The 3A protein from multiple picornaviruses utilizes the Golgi Adaptor Protein ACBD3 to Recruit PI4KIIIβ
Alexander L. Greninger, Giselle M. Knudsen, Miguel Betegon, Alma L. Burlingame and Joseph L. DeRisiJournal of Virology, 2012Abstract:
The activity of phosphatidylinositol 4-kinase class III beta (PI4KIIIβ) has been shown to be required for the replication of multiple picornaviruses, however it is unclear whether a physical association between PI4KIIIβ and the viral replication machinery exists and if it does, whether association is necessary. We examined the ability of the 3A protein from 18 different picornaviruses to form a complex with PI4KIIIβ by affinity purification of Strep-tagged transiently transfected constructs followed by mass spectrometry and western blotting for putative interacting targets. We found that the 3A proteins of Aichi virus, bovine kobuvirus, poliovirus, Coxsackievirus B3, and human rhinovirus 14 all copurify with PI4KIIIβ. Furthermore we found that multiple picornavirus 3A proteins copurify with with the Golgi adaptor protein acyl-CoA binding domain protein 3 (ACBD3/GPC60), including those from Aichi virus, bovine kobuvirus, human rhinovirus 14, poliovirus, coxsackievirus B2, B3, and B5. Affinity purification of ACBD3 confirmed interaction with multiple picornaviral 3As and revealed the ability to bind PI4KIIIβ in the absence of 3A. Mass spectrometric analysis of transiently expressed Aichi virus, bovine kobuvirus, and human klassevirus 3A proteins demonstrated that the N-terminal glycines of these 3A proteins are myristoylated.
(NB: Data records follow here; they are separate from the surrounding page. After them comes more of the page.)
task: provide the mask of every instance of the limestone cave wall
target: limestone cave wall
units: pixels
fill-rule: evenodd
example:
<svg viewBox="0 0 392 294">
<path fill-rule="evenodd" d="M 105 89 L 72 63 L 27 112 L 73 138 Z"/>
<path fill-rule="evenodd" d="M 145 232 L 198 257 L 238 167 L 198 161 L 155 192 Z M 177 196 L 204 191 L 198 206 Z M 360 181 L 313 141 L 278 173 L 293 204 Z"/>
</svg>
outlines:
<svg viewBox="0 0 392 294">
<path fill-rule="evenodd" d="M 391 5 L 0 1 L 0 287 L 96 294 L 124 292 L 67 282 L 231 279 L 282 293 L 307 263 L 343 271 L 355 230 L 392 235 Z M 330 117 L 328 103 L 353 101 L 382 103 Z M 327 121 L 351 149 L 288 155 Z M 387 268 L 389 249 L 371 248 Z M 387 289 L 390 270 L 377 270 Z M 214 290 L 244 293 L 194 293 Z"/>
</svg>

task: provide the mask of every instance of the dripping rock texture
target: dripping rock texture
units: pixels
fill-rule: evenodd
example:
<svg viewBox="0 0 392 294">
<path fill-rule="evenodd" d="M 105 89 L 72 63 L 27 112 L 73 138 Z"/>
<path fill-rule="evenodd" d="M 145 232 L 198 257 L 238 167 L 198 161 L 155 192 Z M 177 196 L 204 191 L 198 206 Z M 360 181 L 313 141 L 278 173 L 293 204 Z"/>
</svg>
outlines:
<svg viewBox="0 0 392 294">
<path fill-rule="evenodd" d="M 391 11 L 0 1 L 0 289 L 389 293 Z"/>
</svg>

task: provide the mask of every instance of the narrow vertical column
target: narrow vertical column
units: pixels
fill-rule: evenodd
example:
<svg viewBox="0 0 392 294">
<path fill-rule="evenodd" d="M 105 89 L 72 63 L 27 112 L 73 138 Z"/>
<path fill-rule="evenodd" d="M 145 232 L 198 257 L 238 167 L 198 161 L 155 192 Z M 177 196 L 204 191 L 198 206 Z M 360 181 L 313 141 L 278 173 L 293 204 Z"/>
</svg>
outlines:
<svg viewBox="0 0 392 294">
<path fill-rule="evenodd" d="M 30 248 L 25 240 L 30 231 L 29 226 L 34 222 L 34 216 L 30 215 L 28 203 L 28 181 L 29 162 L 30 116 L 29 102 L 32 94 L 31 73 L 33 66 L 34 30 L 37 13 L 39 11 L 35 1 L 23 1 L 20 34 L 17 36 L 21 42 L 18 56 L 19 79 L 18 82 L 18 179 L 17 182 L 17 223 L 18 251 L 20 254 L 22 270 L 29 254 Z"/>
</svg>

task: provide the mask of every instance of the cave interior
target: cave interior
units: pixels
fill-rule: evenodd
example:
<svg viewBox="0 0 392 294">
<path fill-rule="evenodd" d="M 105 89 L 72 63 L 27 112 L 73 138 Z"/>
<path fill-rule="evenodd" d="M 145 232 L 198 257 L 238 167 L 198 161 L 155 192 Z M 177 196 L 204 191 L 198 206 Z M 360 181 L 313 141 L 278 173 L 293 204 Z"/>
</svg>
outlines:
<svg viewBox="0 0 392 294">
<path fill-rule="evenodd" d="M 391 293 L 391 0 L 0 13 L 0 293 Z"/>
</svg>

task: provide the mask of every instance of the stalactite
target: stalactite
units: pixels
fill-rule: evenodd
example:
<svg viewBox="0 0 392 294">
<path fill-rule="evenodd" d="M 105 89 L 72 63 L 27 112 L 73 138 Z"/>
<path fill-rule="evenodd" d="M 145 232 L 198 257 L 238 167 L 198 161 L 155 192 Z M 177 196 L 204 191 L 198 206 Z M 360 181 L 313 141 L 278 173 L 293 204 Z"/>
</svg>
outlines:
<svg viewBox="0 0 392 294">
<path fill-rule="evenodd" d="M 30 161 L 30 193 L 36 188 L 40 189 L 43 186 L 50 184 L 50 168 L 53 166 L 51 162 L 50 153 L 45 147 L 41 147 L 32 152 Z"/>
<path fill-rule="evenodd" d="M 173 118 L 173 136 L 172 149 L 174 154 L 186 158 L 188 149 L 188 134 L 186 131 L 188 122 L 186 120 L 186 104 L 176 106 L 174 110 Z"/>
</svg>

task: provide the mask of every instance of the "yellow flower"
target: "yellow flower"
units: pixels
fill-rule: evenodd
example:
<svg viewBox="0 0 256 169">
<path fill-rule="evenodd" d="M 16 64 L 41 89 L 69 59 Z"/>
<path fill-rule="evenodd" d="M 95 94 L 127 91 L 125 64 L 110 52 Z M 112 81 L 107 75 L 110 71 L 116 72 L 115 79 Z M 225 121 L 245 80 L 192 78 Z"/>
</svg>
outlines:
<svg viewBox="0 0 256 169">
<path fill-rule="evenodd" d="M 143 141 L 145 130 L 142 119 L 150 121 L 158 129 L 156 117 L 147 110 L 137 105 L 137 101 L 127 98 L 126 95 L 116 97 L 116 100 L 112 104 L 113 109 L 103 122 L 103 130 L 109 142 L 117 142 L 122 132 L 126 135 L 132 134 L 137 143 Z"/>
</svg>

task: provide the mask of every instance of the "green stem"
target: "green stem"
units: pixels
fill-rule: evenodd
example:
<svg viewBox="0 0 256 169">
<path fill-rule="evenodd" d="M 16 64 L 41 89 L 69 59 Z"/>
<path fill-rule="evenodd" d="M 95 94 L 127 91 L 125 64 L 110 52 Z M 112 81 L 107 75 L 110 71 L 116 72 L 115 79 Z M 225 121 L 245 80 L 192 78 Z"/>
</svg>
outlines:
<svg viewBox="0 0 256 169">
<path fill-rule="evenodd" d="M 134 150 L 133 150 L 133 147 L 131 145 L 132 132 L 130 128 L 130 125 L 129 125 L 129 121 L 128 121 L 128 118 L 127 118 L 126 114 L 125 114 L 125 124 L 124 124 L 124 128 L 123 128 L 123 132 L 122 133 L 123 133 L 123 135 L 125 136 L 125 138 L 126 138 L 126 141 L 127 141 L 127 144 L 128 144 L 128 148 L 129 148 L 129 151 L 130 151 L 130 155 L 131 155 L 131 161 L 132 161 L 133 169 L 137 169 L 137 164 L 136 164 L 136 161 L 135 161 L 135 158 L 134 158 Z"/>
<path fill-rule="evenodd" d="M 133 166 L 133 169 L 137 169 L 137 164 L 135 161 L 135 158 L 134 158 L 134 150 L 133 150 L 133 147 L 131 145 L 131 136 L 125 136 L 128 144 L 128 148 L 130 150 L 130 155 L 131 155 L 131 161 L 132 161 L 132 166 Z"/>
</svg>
Alanine scanning mutagenesis along the entire length of Aichi 3A followed by transient expression and affinity purification revealed that copurification of PI4KIIIβ could be eliminated by mutation of specific residues, with little or no effect on recruitment of ACBD3. One mutation at the N-terminus, I5A, significantly reduced copurification of both ACBD3 and PI4KIIIβ. The dependence of Aichi virus replication on the activity of PI4KIIIβ was confirmed by both chemical and genetic inhibition. Knockdown of ACBD3 by siRNA also prevented replication of both Aichi virus and poliovirus. Point mutations in 3A that abrogate PI4KIIIβ association sensitized Aichi virus to PIK93, suggesting that disruption of the 3A/ACBD3/PI4KIIIβ complex may represent a novel therapeutic intervention target that would be complementary to the inhibition of the kinase activity itself.